Les premières rencontres de saison régulière se devaient donc d’apporter des éléments de réponse, aussi “court-termistes” soient-ils. Au-delà des résultats collectifs, les fans de Charlotte avaient besoin de voir ce que leur nouveau franchise player avait dans le ventre, afin de jauger sa capacité à tirer l’équipe vers de nouveaux sommets. Autant le dire tout de suite, ces derniers ont de quoi être rassurés.
Efficace mais très cher, c’est Hayward que je préfère
Auteur de 7 rencontres à plus de 25 points, dont son record en carrière le 6 janvier dernier face aux Hawks (44 pts), Gordon Hayward a débuté la saison sur un rythme offensif très élevé. L’ailier a su prendre le taureau par les cornes d’entrée de jeu et s’établir comme le leader offensif incontesté des jeunes Hornets, comme on l’en espérait capable.
D’un point de vue statistique, ses 23,1 pts, 5.1 rbds et 3.7 ast par match sont d’ailleurs très proches des valeurs auxquelles le joueur nous avait habitués lors de sa dernière saison dans l’Utah en 2016-2017. Une saison qui lui avait valu une sélection au All-Star Game, faut-il le rappeler.
D’aucuns diront que ce retour au-dessus des 20 points de moyenne n’est guère surprenant. Passer de quatrième option chez les Celtics à première option en Caroline du Nord confie forcément plus de responsabilités et d’occasions de marquer, ce qui se traduit par un usage percentage (estimation du pourcentage de possessions que le dit joueur termine par une tentative de tir, des lancer-francs ou une perte de balle) de 24.9%, contre 19% à Boston.
C’est bien joli tout ça, mais encore faut-il profiter de cette recrudescence d’opportunités. Comment cette implication plus forte se traduit-elle en points marqués ? C’est ce que nous allons voir tout de suite.

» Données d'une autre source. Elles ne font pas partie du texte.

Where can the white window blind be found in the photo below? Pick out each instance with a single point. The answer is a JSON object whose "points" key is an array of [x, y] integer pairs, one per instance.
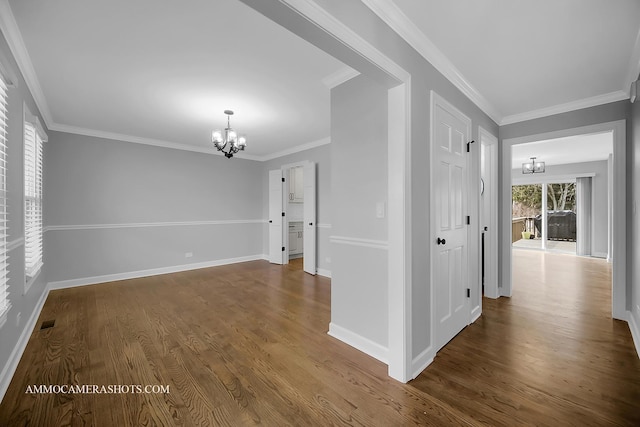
{"points": [[4, 292], [32, 200]]}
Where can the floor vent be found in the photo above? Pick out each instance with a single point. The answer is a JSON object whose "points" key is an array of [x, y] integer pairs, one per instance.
{"points": [[47, 324]]}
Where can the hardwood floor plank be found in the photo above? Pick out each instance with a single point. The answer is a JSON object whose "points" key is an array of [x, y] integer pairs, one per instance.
{"points": [[247, 344]]}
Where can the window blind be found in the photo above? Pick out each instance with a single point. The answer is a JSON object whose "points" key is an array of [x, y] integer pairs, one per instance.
{"points": [[32, 200], [4, 292]]}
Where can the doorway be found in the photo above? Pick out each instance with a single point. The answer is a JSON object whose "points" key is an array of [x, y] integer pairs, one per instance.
{"points": [[292, 215], [617, 171]]}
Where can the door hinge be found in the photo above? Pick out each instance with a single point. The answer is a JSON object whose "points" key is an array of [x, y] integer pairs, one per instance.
{"points": [[468, 144]]}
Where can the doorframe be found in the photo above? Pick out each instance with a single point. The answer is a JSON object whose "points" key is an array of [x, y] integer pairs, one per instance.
{"points": [[490, 143], [618, 285]]}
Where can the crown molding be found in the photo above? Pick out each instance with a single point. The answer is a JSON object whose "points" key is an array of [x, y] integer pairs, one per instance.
{"points": [[12, 34], [391, 14], [339, 77], [563, 108]]}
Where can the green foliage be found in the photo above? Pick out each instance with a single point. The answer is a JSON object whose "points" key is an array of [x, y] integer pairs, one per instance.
{"points": [[528, 195], [559, 196]]}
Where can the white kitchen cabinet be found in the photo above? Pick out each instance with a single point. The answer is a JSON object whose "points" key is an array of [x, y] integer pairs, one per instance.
{"points": [[296, 241], [296, 185]]}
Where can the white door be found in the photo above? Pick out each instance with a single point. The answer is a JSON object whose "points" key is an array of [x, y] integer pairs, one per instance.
{"points": [[449, 259], [276, 220], [309, 179]]}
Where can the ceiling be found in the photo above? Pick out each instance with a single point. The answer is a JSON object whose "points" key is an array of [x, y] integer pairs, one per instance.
{"points": [[522, 59], [161, 72], [559, 151]]}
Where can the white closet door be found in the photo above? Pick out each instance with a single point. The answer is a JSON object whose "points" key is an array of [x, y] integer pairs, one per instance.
{"points": [[276, 220], [310, 218]]}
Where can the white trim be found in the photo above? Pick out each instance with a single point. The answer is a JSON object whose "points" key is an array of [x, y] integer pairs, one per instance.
{"points": [[151, 224], [634, 327], [29, 281], [15, 244], [363, 243], [12, 34], [359, 342], [341, 76], [564, 108], [619, 273], [324, 272], [547, 178], [399, 275], [391, 14], [420, 362], [83, 281], [634, 63], [12, 363], [490, 143]]}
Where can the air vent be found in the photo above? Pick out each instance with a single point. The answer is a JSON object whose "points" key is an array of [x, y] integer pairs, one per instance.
{"points": [[48, 324]]}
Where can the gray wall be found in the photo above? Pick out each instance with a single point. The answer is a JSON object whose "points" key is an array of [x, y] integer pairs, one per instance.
{"points": [[22, 304], [359, 293], [114, 208], [599, 206], [321, 156]]}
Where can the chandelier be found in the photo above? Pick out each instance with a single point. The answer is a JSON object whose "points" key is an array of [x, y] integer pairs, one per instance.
{"points": [[533, 167], [228, 139]]}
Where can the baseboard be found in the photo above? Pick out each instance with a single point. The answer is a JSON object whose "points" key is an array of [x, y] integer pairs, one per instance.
{"points": [[634, 326], [420, 362], [324, 272], [475, 314], [63, 284], [359, 342], [12, 364]]}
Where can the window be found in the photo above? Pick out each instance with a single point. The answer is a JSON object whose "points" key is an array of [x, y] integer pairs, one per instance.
{"points": [[33, 139], [5, 305]]}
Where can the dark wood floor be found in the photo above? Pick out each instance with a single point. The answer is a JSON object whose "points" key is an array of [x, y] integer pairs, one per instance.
{"points": [[247, 344]]}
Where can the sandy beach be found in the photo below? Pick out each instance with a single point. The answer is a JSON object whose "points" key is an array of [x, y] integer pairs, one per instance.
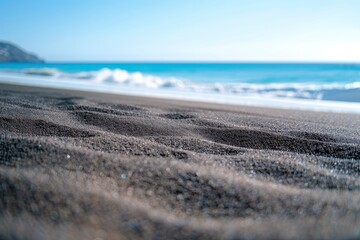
{"points": [[81, 165]]}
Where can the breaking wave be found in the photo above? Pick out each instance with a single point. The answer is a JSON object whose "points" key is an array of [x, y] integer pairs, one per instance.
{"points": [[120, 77]]}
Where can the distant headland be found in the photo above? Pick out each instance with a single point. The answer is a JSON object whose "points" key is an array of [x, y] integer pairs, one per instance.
{"points": [[9, 52]]}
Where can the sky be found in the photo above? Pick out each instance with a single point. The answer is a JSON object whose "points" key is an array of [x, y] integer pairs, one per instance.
{"points": [[185, 30]]}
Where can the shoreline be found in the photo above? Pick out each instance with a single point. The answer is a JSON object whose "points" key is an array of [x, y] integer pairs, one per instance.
{"points": [[206, 98], [79, 165]]}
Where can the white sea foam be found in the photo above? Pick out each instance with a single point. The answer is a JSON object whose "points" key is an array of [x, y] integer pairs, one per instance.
{"points": [[119, 78]]}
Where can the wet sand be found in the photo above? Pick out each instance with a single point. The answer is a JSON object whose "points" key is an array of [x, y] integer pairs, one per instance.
{"points": [[80, 165]]}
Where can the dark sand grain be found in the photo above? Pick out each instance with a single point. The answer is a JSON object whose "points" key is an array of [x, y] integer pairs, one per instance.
{"points": [[79, 165]]}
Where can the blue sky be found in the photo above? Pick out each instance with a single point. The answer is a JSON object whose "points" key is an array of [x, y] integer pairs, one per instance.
{"points": [[184, 30]]}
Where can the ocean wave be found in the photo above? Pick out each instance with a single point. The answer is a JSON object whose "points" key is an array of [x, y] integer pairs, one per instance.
{"points": [[120, 77]]}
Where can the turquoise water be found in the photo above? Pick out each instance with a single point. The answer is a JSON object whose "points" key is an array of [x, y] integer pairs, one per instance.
{"points": [[275, 84], [220, 73]]}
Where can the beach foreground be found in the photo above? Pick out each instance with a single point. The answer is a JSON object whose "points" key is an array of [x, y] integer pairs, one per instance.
{"points": [[80, 165]]}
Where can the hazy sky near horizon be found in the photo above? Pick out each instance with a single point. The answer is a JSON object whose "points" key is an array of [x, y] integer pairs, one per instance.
{"points": [[184, 30]]}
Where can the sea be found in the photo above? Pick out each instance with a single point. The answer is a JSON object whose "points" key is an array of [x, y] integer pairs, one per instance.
{"points": [[331, 87]]}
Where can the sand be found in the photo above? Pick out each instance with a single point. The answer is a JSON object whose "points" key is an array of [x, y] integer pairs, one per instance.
{"points": [[80, 165]]}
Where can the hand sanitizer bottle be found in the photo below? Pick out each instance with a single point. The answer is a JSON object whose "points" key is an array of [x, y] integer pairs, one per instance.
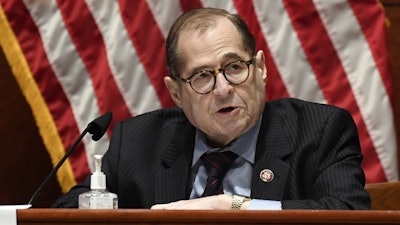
{"points": [[98, 197]]}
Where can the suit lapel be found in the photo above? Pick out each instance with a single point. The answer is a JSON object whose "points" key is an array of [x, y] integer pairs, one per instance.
{"points": [[272, 148], [172, 179]]}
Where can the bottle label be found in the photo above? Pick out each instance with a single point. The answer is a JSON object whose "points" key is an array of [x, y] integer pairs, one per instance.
{"points": [[101, 203]]}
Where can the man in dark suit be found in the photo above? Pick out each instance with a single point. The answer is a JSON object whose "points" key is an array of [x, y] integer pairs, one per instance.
{"points": [[287, 154]]}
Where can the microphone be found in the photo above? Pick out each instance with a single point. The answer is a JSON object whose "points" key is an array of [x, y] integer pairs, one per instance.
{"points": [[97, 128]]}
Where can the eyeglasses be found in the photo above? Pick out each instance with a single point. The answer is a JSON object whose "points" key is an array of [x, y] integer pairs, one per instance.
{"points": [[203, 82]]}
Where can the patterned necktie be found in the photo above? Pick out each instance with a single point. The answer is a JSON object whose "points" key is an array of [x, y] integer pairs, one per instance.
{"points": [[217, 164]]}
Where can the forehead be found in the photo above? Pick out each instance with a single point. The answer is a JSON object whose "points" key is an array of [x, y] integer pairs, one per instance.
{"points": [[208, 46]]}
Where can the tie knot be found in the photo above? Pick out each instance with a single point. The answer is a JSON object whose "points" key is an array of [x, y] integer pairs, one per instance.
{"points": [[218, 163]]}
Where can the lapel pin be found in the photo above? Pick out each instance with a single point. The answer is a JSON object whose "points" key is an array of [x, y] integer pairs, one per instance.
{"points": [[266, 175]]}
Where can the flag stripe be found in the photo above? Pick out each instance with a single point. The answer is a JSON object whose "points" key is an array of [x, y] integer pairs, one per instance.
{"points": [[369, 92], [137, 91], [286, 51], [165, 13], [95, 59], [315, 56], [60, 50], [138, 18], [275, 87], [372, 22]]}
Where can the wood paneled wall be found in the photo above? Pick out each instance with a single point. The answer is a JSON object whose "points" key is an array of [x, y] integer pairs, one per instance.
{"points": [[24, 161]]}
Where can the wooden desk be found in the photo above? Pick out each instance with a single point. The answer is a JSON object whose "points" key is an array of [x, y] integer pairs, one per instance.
{"points": [[131, 216]]}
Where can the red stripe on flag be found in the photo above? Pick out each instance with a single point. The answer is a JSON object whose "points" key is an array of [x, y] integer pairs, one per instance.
{"points": [[138, 18], [372, 22], [84, 32], [31, 44], [319, 50], [187, 5], [275, 87]]}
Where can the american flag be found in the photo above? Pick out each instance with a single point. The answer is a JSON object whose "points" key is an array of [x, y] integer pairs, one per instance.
{"points": [[75, 60]]}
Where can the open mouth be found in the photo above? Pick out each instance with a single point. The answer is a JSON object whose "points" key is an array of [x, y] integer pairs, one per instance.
{"points": [[227, 109]]}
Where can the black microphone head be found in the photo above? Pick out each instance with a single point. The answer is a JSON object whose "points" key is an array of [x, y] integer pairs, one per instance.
{"points": [[99, 126]]}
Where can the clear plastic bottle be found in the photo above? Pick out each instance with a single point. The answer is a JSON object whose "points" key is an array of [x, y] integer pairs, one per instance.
{"points": [[98, 197]]}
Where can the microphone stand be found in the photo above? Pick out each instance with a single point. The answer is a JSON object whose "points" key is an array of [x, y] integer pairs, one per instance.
{"points": [[70, 150]]}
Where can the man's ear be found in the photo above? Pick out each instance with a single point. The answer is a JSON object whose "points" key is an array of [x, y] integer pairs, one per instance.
{"points": [[260, 60], [173, 89]]}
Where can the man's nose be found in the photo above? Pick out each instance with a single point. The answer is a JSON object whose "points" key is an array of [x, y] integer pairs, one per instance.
{"points": [[222, 86]]}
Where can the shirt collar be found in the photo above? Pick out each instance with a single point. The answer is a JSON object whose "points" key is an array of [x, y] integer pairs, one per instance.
{"points": [[244, 146]]}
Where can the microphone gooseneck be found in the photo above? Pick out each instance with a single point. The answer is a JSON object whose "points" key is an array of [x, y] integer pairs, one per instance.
{"points": [[97, 128]]}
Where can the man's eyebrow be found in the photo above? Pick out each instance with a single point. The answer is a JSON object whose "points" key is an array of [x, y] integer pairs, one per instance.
{"points": [[231, 56], [226, 57]]}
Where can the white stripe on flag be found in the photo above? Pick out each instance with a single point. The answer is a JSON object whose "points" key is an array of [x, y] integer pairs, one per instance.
{"points": [[165, 13], [287, 51], [128, 72], [364, 79]]}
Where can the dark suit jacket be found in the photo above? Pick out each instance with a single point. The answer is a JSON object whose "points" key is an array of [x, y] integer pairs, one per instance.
{"points": [[312, 149]]}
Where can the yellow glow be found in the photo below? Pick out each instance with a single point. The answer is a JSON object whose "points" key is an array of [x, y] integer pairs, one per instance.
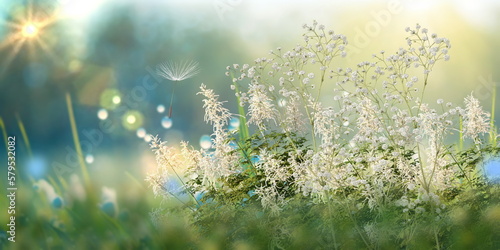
{"points": [[116, 99], [29, 30], [131, 119]]}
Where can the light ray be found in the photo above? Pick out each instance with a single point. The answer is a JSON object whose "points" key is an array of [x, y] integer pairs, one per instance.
{"points": [[11, 56]]}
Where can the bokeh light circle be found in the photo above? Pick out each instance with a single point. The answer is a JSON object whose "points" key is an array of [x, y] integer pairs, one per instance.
{"points": [[166, 122]]}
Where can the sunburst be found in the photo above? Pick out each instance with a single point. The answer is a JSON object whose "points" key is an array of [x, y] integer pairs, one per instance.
{"points": [[27, 31]]}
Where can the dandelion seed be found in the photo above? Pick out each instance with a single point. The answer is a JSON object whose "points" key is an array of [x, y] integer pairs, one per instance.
{"points": [[176, 72]]}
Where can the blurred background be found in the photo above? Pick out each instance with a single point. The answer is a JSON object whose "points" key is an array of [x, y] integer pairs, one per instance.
{"points": [[103, 54]]}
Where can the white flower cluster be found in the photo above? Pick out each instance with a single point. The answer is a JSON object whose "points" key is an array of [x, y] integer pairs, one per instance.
{"points": [[374, 141]]}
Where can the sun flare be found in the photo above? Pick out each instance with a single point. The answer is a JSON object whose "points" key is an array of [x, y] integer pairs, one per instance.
{"points": [[29, 30]]}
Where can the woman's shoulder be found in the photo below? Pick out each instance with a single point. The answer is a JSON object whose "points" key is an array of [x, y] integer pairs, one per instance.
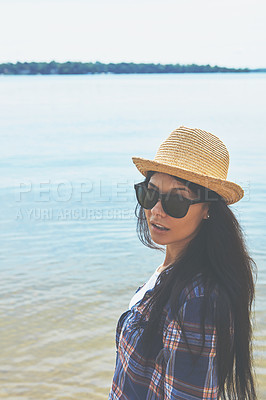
{"points": [[194, 293]]}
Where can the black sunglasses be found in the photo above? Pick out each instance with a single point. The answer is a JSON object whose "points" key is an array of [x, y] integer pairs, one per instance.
{"points": [[174, 205]]}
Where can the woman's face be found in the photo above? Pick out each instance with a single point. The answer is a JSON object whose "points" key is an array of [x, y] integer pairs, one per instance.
{"points": [[180, 230]]}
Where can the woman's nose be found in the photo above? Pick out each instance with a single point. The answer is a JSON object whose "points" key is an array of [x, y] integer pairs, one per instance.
{"points": [[158, 209]]}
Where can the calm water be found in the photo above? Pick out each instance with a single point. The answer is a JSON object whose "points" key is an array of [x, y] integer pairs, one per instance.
{"points": [[70, 257]]}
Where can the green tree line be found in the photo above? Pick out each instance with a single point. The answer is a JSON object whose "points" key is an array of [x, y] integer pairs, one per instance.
{"points": [[69, 67]]}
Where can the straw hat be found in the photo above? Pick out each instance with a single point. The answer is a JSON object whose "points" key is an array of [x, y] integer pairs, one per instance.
{"points": [[197, 156]]}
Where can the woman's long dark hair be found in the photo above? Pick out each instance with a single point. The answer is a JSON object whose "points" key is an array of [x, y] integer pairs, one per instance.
{"points": [[219, 252]]}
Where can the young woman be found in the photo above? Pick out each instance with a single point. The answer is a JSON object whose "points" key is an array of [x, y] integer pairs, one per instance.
{"points": [[187, 333]]}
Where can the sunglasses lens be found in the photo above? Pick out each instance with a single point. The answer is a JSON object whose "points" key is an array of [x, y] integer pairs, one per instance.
{"points": [[175, 206], [147, 198]]}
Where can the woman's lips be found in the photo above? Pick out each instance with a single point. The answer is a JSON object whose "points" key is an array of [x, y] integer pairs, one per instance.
{"points": [[163, 229]]}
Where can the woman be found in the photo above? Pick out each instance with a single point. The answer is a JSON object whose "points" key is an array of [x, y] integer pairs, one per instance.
{"points": [[187, 333]]}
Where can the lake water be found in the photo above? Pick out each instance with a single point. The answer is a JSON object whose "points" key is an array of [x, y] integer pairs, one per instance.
{"points": [[70, 257]]}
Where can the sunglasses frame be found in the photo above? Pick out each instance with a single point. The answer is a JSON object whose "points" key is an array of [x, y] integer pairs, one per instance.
{"points": [[163, 197]]}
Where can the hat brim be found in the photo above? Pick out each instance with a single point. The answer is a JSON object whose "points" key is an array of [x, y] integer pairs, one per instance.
{"points": [[230, 191]]}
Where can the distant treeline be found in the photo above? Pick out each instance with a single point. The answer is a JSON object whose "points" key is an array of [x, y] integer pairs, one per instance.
{"points": [[69, 67]]}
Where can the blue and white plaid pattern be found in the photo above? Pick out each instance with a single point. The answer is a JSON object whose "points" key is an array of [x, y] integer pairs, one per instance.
{"points": [[168, 373]]}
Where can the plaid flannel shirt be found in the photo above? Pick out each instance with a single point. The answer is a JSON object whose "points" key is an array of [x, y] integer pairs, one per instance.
{"points": [[168, 373]]}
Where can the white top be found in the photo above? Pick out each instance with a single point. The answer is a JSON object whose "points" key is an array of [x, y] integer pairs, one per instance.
{"points": [[148, 285]]}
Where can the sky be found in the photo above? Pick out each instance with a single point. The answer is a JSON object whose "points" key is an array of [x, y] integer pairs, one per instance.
{"points": [[229, 33]]}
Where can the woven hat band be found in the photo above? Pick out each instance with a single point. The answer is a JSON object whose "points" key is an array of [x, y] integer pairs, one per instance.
{"points": [[196, 151]]}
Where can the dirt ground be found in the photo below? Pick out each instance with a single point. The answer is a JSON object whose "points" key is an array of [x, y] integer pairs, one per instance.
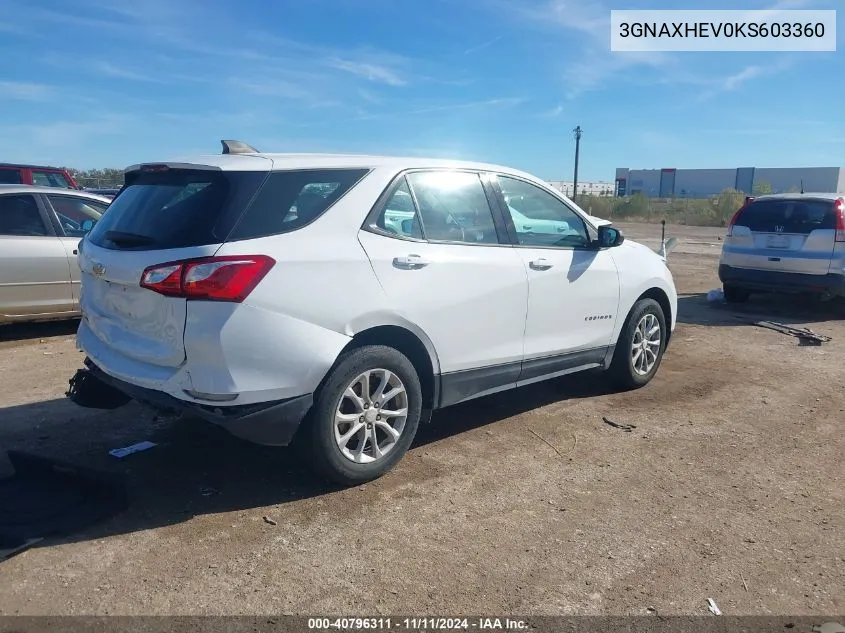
{"points": [[731, 487]]}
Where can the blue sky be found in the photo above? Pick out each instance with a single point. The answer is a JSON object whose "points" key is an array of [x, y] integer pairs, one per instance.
{"points": [[107, 83]]}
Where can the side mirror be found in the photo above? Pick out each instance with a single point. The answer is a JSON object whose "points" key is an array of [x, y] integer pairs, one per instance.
{"points": [[609, 237]]}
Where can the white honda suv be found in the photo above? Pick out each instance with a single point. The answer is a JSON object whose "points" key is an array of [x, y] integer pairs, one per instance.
{"points": [[283, 297]]}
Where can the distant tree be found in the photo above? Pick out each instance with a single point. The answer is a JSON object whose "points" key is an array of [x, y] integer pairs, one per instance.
{"points": [[635, 206], [762, 188], [727, 203]]}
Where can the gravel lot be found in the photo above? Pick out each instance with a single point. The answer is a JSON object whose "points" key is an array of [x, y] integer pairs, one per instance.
{"points": [[730, 487]]}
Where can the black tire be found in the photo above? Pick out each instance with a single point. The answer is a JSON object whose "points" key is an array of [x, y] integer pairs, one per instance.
{"points": [[622, 371], [735, 295], [323, 454]]}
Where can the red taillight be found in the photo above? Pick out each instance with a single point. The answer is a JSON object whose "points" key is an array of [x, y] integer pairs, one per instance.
{"points": [[839, 214], [735, 216], [229, 278]]}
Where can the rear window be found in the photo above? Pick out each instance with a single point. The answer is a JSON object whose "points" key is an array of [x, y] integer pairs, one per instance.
{"points": [[290, 200], [10, 177], [49, 179], [181, 208], [788, 216]]}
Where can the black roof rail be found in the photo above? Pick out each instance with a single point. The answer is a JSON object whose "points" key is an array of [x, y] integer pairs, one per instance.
{"points": [[237, 147]]}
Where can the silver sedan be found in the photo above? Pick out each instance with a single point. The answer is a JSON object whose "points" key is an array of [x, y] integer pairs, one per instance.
{"points": [[40, 230]]}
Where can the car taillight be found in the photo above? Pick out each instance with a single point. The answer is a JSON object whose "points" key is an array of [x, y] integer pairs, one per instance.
{"points": [[839, 214], [229, 278]]}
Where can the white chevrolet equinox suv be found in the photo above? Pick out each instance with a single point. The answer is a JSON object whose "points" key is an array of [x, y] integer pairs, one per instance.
{"points": [[333, 302]]}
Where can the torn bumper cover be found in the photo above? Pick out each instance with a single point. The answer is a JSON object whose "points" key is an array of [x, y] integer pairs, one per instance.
{"points": [[269, 423]]}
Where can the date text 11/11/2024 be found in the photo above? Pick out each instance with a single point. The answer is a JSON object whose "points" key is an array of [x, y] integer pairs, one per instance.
{"points": [[417, 624]]}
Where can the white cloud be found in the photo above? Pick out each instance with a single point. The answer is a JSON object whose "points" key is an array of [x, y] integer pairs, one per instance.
{"points": [[482, 46], [368, 70], [25, 91], [111, 70], [553, 113]]}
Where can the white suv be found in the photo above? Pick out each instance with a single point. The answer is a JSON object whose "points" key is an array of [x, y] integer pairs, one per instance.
{"points": [[266, 293], [792, 242]]}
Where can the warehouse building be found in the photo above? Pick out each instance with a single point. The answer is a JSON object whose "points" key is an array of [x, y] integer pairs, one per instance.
{"points": [[703, 183], [588, 188]]}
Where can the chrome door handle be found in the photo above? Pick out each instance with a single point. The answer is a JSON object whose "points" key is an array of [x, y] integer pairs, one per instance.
{"points": [[540, 264], [410, 262]]}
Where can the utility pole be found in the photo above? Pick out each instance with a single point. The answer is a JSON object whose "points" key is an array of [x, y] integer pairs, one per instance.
{"points": [[577, 132]]}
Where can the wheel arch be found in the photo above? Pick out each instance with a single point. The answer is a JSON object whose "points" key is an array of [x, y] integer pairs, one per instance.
{"points": [[414, 347], [659, 295]]}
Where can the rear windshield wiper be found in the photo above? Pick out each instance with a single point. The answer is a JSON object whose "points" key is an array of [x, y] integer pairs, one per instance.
{"points": [[128, 239]]}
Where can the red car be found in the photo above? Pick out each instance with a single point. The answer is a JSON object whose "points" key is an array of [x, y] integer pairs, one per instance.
{"points": [[11, 174]]}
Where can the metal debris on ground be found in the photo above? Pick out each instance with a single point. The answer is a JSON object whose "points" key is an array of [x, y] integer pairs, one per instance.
{"points": [[120, 453], [616, 425], [805, 334], [543, 439]]}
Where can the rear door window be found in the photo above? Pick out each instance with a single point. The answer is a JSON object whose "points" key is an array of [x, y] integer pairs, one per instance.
{"points": [[453, 207], [49, 179], [10, 176], [19, 215], [788, 216], [74, 213], [399, 215]]}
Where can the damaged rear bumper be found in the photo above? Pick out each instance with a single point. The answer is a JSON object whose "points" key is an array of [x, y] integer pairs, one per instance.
{"points": [[268, 423]]}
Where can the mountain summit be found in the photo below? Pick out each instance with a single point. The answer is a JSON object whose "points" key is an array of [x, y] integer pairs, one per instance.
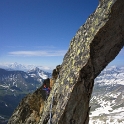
{"points": [[95, 45]]}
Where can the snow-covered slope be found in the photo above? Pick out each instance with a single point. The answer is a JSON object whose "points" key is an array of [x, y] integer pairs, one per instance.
{"points": [[107, 102], [39, 74]]}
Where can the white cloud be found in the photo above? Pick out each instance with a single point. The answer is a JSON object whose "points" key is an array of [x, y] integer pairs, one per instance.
{"points": [[38, 53]]}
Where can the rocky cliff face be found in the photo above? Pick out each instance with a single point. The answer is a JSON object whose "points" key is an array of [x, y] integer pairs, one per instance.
{"points": [[95, 44], [31, 107]]}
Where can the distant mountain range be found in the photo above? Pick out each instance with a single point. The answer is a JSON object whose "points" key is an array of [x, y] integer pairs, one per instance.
{"points": [[107, 102], [14, 85], [17, 66]]}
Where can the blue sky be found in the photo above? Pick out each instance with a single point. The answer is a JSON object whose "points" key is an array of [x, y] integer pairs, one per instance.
{"points": [[38, 32]]}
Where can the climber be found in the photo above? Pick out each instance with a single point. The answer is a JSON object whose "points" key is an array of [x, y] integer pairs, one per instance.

La première chose à noter est évidemment la réussite remarquable de Hayward en ce début de saison. Présent aux côtés de Kyrie Irving, Paul George et Khris Middleton dans le club des 50-40-90 (50% au tir, 40% à 3 points, 90% aux lancers francs), il sanctionne avec sévérité le moindre espace laissé par la défense.
Concernant le tir longue distance, il n’y a pas de quoi tomber de sa chaise quand on connaît les moyennes du bonhomme. Hayward est capable de tourner autour des 40% malgré un volume de tirs important (5.1 par match), et ce dans toutes les configurations possibles.
Déjà efficace en pull-up ou en sortie d’écran chez les Celtics, il profite cette année de l’affection des Hornets pour le jeu en transition pour se procurer de nombreuses positions ouvertes dans le corner, où sa précision est tout simplement diabolique (62,5%).
Que ce soit en contre-attaque, en début de possession quand la défense n’est pas encore en place ou à la suite d’un rebond offensif, Hayward a un don pour se trouver où il faut, quand il faut :
Qui dit adresse longue extérieure dit aussi défense resserrée, et donc possibilité de prendre son vis-à-vis de vitesse. Gordon ne se contente pas de vivre sur le périmètre en attendant que le ballon lui arrive, l’attaque de cercle est également au programme. C’est d’ailleurs en cela que le début de saison de l’ailier est des plus encourageants : son agressivité et sa confiance dans son drive sont à un niveau que nous n’avions pas observé depuis belle lurette.
Si vous avez suivi régulièrement les Boston Celtics au cours des deux dernières saisons, vous voyez probablement ce à quoi nous faisons allusion. De retour de sa fracture à la cheville, l’ancien de Butler avait parfois des difficultés à se montrer tranchant en pénétration. Ses drives manquaient d’assurance et renvoyaient l’image d’un joueur emprunté, qui n’osait pas appuyer franchement sur l’accélérateur.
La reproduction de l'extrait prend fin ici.